Chicago lawyer Sam Adam Jr., who this summer successfully defended Kelly against charges that he filmed himself having sex with a minor, peppered his closing arguments with as many cultural references as he could muster. Adam told MTV that he used those references to connect with as many different jurors as he could.

Apparently, the strategy worked. Here are some of the names he dropped, and how he used them.

1) Dave Chappelle: He invoked a skit from Comedy Central’s Chappelle’s Show, which draws on the expression “I keep it real”—showing the bad things that happen when you do.

“Do you know how many people came in here and testified that they confronted him? … Zero. … Let’s be real. This is not Dave Chappelle, ‘When Keeping It Real Goes Wrong.’ Let’s be real about this.”

2) Hannah Montana: Adam used the alter ego of Disney recording star Miley Cyrus, who stars in the hit television show Hannah Montana, to illustrate his questions about claims that the girl involved had kept secret her alleged romantic relationship with Kelly.

“You couldn’t keep a 13-year-old girl’s mouth quiet about Hannah Montana tickets, yet at the same time she’s sleeping with a Grammy Award-winning superstar?”

3) Janet Jackson: To question the credibility of a prosecution witness who testified to having had group sex with Kelly and the girl, Adam relied on the title of a 1986 Janet Jackson hit.
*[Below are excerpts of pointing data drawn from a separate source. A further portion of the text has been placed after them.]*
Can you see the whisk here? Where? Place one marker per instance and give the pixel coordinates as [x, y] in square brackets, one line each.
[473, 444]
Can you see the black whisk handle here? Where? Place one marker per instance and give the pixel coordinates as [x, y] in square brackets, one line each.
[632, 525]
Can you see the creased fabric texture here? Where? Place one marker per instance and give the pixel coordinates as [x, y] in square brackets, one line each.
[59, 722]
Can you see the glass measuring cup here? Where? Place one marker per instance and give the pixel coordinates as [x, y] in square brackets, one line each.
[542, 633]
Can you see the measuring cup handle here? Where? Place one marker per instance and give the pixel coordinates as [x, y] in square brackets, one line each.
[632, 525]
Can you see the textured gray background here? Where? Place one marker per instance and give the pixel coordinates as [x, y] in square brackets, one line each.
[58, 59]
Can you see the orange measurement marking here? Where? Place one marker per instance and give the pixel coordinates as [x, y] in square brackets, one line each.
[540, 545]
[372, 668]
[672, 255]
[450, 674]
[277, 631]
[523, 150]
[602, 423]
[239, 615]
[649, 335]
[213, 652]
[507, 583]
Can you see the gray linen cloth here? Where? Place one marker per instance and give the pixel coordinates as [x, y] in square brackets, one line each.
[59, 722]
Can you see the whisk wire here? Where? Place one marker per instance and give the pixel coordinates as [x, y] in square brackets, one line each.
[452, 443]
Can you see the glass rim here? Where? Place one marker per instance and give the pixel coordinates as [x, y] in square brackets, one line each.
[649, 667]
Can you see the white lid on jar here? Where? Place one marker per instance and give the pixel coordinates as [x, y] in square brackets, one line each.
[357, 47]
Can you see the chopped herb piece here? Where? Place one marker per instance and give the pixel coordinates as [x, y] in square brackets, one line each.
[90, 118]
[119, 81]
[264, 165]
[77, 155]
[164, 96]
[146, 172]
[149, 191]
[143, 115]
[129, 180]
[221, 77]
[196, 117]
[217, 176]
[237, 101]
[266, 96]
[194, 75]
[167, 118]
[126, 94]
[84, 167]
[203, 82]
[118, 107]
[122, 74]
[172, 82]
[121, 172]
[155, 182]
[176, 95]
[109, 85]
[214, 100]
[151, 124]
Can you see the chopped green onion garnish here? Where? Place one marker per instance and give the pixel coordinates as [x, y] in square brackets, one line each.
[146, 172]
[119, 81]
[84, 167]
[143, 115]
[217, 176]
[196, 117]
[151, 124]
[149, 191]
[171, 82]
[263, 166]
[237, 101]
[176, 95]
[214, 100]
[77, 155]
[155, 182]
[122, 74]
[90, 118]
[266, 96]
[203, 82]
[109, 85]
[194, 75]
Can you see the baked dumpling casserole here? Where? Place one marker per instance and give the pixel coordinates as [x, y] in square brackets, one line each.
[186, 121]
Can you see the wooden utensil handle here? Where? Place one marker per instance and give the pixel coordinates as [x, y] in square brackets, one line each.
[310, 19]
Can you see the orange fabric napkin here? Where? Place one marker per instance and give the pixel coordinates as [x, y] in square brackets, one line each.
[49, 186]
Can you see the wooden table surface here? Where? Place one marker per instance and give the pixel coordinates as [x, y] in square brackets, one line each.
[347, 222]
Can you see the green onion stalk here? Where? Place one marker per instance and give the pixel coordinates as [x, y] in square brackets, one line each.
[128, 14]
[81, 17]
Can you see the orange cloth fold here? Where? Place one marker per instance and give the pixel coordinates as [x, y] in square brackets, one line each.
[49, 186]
“[The witness] spent her whole life a street woman.

To street people, the truth means nothing. They take the Janet Jackson approach to everything—’What Have You Done for Me Lately?’ The truth has nothing to do with it.”

4) The Honeymooners: In another challenge to a pros­ecution witness’ story, he quoted TV’s most famous bus driver from The Honeymooners.

“She’s making it up. For what? Because as Ralph Kramden said, ‘It’s the old squeeze play.’ ”

5) Gary Coleman: Challenging the quality of the homemade vid­eo itself, he brings home a conspiracy theory using the diminutive figure from the comedy Diff’rent Strokes.

“You get a tape that’s of hor­rible quality. You get a couple of people on there that [have] to look something like [R. Kelly]. You can’t have Gary Coleman on there, but it’s got to look something like Robert, and then you hit him up for money.”